When it is hot out, a tall glass of Agua fresca can hit the spot, especially when it has been so, so hot in San Miguel de Allende. Aguas Frescas can be found in large glass containers in the markets all over Mexico. This light and refreshing drink comes in a variety of flavors: milk-looking guava, deep garnet red jamaica, bright red watermelon, cantaloupe, mango, vibrant yellow pineapple, orangey-brown tamarind, pale-green lime, creamy rice, seeds...
I was in the market the other day and came across a whole box of jamaica blossoms. Jamaica has a dusty, somewhat tart cranberry taste. It is made from the so called flowers of a smaller plant of the Hibiscus family. It's sold as "flor de jamaica", flower of the jamaica, but it is actually the flower's calyces (the coverings of the flower buds). I have even used them in some of my more exotic quesadillas.
A refreshing pitcher of Agua de Jamaica.
2 - 3 cups fruit, finely chopped
(very important that the fruit be very ripe and sweet)2 tablespoons fresh lime juice, or to taste
4 cups water
4 cups water
1/3 cup sugar, or to taste (some prefer to substitute honey)

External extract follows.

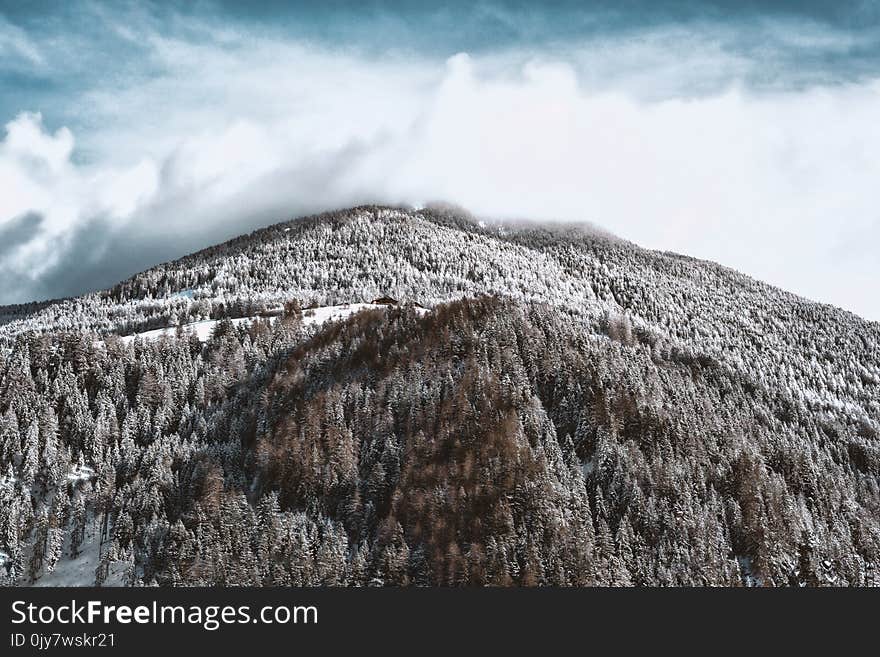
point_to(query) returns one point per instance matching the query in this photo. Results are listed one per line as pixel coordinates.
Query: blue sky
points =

Puree the fruit in the blender with a ½ cup of the water. Strain into a glass jar or pitcher. Add remaining water, lime juice and sugar. Stir well to dissolve the sugar. Chill before serving. Garnish with chopped fruit.
** With the Jamaica or Tamarind, boil in the water with the sugar for 5 minutes, let cool and then drain thru a sieve. Add lime. Chill before serving. (Use jamaica flower for another use, a filling in a quesadilla)
** For a different twist, add a few large orange peels to the jamaica when boiling. Jamaica is high in vitamin C & is a diuretic. It is acidic, so only store it in a glass or plastic container.
** Add tequila, rum or white wine to the aguas fresca for a refreshing summertime cocktail.
Rick Bayless has a recipe for Agua Fresca de Jamaica with red wine and Cointrea, a special kind of Sangria.